# Arizona Fun!!



## goosefreak (Aug 20, 2009)

How many of you were expecting to open this thread seeing a 130” Couse deer laying dead?

I took my girls for a little Sunday drive to look for deer when our trip was suddenly interrupted by some of Arizona’s finest! 

One nice thing about Arizona Quail is that when you jump a covey there will be 30-100 birds in Covey. This one started out as 30 and once I shot the other 70 started scattering so I spent 30 minutes cleaning house! I shot my limit of 15 but unfortunately I sent two of them sailing off wounded and I could never catch up to them and the other one I knocked down and searched high and low but I just couldn’t find him. Those buggers are camouflage once they hit the dirt. 

If you guys ever hunt deer in Arizona, make sure you bring a shotgun! Because this is some fine eating!


----------



## Critter (Mar 20, 2010)

Is that a top secrete quail call that you have there in your mouth on the second picture? 

I know that when we have been down there javelina hunting we have tried to get in on the tail end of the quail hunt the first of February but by then they are so skiddish that they will not flush until you step on them.

But those pictures are almost as good as a 130" coues.


----------



## goosefreak (Aug 20, 2009)

Critter said:


> Is that a top secrete quail call that you have there in your mouth on the second picture?
> 
> I know that when we have been down there javelina hunting we have tried to get in on the tail end of the quail hunt the first of February but by then they are so skiddish that they will not flush until you step on them.
> 
> But those pictures are almost as good as a 130" coues.


Yup, just whistle through 2 red vines at the same time and they come running in! They were my daughters, I was "holding" them so they could get a pic from mama..


----------



## CPAjeff (Dec 20, 2014)

Looks awesome - great job!


----------



## goosefreak (Aug 20, 2009)

No deer tonight but, I did find another mega covey of quail. My shooting was horrible this time around!


----------



## 2full (Apr 8, 2010)

I'm sure your horrible shooting is better than my best shooting....
As I've gotten older, I've lost my depth perception. It is frustrating on flying birds.


----------



## Airborne (May 29, 2009)

Hey, I’m down in AZ right now hunting quail too! I’m cheating and using bird dogs. Covey sizes are not as big where I am but still lots of fun!


----------



## goosefreak (Aug 20, 2009)

Airborne said:


> Hey, I'm down in AZ right now hunting quail too! I'm cheating and using bird dogs. Covey sizes are not as big where I am but still lots of fun!

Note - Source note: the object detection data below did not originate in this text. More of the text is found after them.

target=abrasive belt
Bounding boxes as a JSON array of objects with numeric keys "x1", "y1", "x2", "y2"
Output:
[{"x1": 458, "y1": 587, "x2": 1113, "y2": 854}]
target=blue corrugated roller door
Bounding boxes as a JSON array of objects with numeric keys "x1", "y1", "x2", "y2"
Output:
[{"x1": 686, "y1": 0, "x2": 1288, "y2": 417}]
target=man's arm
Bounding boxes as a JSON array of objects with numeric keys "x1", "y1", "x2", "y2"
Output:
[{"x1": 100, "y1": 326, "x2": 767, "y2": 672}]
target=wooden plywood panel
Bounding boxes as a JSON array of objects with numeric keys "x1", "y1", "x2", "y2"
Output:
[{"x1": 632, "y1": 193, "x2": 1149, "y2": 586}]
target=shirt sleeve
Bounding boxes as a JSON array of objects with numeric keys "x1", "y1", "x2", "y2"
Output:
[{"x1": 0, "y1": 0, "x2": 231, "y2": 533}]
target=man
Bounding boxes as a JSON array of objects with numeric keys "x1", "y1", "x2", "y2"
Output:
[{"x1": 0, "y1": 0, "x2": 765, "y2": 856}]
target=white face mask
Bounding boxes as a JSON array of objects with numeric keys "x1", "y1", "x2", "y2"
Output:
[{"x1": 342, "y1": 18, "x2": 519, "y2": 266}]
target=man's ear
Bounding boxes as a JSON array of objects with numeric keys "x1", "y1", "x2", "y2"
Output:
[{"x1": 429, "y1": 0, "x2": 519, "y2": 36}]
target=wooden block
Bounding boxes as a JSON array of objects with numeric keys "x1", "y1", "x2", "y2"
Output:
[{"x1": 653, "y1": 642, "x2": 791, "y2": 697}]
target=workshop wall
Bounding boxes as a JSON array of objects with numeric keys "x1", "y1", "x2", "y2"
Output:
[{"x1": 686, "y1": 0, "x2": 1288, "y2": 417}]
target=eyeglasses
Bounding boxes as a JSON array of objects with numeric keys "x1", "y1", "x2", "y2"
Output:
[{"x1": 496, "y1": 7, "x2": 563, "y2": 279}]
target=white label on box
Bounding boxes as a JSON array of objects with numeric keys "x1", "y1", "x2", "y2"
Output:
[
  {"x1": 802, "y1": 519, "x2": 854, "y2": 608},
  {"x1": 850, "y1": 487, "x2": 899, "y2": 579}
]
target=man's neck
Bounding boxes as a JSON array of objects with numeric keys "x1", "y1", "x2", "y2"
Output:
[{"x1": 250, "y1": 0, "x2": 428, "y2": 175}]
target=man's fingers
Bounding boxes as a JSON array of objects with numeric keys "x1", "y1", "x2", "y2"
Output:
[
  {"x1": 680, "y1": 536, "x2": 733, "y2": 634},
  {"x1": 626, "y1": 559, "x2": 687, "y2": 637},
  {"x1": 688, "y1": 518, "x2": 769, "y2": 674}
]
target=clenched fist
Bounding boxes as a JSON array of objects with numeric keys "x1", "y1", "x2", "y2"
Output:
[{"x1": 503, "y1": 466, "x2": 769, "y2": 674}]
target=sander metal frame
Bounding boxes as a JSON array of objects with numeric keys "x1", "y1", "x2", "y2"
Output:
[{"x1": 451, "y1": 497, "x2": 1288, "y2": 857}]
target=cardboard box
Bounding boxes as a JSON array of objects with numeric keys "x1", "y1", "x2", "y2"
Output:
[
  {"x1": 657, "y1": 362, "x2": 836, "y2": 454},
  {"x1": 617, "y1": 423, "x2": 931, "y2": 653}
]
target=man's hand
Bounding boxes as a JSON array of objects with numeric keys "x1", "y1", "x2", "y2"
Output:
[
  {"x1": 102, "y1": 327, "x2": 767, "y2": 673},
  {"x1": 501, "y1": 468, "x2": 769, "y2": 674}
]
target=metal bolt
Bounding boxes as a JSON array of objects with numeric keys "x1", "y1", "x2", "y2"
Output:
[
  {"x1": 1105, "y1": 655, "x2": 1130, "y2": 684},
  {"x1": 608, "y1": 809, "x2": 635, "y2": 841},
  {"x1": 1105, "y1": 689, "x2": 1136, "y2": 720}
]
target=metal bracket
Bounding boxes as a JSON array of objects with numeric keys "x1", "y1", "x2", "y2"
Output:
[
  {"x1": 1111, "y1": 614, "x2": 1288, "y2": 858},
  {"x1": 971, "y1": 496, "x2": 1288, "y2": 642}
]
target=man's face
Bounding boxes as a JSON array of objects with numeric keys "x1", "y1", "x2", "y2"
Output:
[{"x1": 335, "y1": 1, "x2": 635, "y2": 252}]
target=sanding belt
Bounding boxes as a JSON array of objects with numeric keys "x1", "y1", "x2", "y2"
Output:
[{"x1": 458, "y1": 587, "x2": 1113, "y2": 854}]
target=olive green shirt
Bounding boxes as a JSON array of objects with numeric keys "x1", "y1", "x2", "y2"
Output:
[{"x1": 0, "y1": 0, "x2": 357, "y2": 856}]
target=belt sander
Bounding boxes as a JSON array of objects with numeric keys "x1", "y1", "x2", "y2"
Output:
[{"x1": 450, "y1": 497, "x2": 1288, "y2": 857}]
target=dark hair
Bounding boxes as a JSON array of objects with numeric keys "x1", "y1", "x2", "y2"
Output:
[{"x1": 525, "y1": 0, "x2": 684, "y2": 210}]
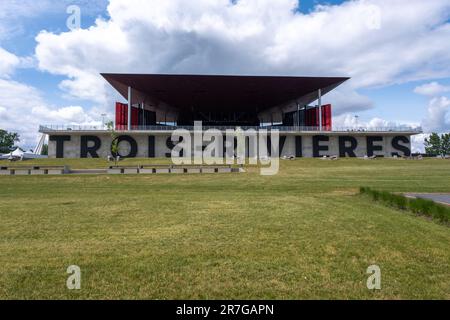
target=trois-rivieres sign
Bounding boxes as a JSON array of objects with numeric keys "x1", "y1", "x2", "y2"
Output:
[{"x1": 49, "y1": 125, "x2": 411, "y2": 160}]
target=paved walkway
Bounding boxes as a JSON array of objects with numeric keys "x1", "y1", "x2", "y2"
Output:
[{"x1": 405, "y1": 193, "x2": 450, "y2": 206}]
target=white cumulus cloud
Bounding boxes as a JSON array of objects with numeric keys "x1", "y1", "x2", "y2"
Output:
[
  {"x1": 414, "y1": 81, "x2": 450, "y2": 97},
  {"x1": 36, "y1": 0, "x2": 450, "y2": 113}
]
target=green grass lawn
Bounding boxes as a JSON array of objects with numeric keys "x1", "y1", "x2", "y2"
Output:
[{"x1": 0, "y1": 159, "x2": 450, "y2": 299}]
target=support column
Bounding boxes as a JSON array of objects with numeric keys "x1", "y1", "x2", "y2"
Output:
[
  {"x1": 318, "y1": 89, "x2": 322, "y2": 131},
  {"x1": 128, "y1": 87, "x2": 132, "y2": 131}
]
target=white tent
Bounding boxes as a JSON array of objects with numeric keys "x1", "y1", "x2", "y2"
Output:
[
  {"x1": 1, "y1": 148, "x2": 47, "y2": 160},
  {"x1": 0, "y1": 135, "x2": 48, "y2": 160}
]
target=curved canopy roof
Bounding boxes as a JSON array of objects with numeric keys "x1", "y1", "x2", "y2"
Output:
[{"x1": 102, "y1": 73, "x2": 349, "y2": 111}]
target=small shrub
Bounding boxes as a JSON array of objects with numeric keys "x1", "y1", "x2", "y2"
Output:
[{"x1": 359, "y1": 187, "x2": 450, "y2": 223}]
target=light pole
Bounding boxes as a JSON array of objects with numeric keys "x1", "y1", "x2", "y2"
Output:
[{"x1": 102, "y1": 113, "x2": 106, "y2": 129}]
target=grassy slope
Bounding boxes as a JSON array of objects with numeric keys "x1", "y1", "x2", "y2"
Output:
[{"x1": 0, "y1": 159, "x2": 450, "y2": 299}]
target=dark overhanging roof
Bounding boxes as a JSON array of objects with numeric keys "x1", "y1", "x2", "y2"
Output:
[{"x1": 101, "y1": 73, "x2": 349, "y2": 111}]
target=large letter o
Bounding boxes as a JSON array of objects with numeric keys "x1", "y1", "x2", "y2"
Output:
[{"x1": 111, "y1": 136, "x2": 137, "y2": 158}]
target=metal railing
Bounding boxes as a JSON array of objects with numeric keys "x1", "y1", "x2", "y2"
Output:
[{"x1": 39, "y1": 125, "x2": 422, "y2": 133}]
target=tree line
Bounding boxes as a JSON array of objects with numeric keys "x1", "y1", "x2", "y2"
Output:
[{"x1": 425, "y1": 133, "x2": 450, "y2": 157}]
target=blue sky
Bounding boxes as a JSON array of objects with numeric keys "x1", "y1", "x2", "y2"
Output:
[{"x1": 0, "y1": 0, "x2": 450, "y2": 151}]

Whereabouts are you? My grandparents live in St. David but, I'm hunting quail around the Benson area and the Wilcox area. I am heading back to the Wilcox area right now to see if I can turn up that big Covey for one last shoot. We are going to transition to Phoenix tonight to my brothers house for the drive home in the morning


----------



## Fowlmouth (Oct 4, 2008)

goosefreak said:


> We are going to transition to Phoenix tonight to my brothers house for the drive home in the morning


Get your a$$ home! We got ducks to shoot! :car:


----------



## Airborne (May 29, 2009)

I’m camped in Wikieup. I’m hunting a 50 mile circle out of there. It’s not glory hunting but if ya cover some country and get lucky you can scratch a limit. I’ll be here for the rest of the week. Good luck and safe travels fellow quail hunter!


----------



## goosefreak (Aug 20, 2009)

I went back up for round 3 chasing that same covey that I’ve been on. This time they knew I was coming and they worked me over pretty good but, not before I put a dent on them!! I shot every 20 gauge shell that I had. 

there were quail just crawling everywhere across the hillside. It’s been a while since I’ve seen quail like this. I’ll bet I saw 3 different coveys of quail in about 400 Quail total.

I can’t wait to come back down and do this again!


***edit*** I made it to my brothers house in Phoenix and my daughter found 1 loose 20ga shell in her car seat. I was disappointed for a split second because that could have given me 1 more quail!!


----------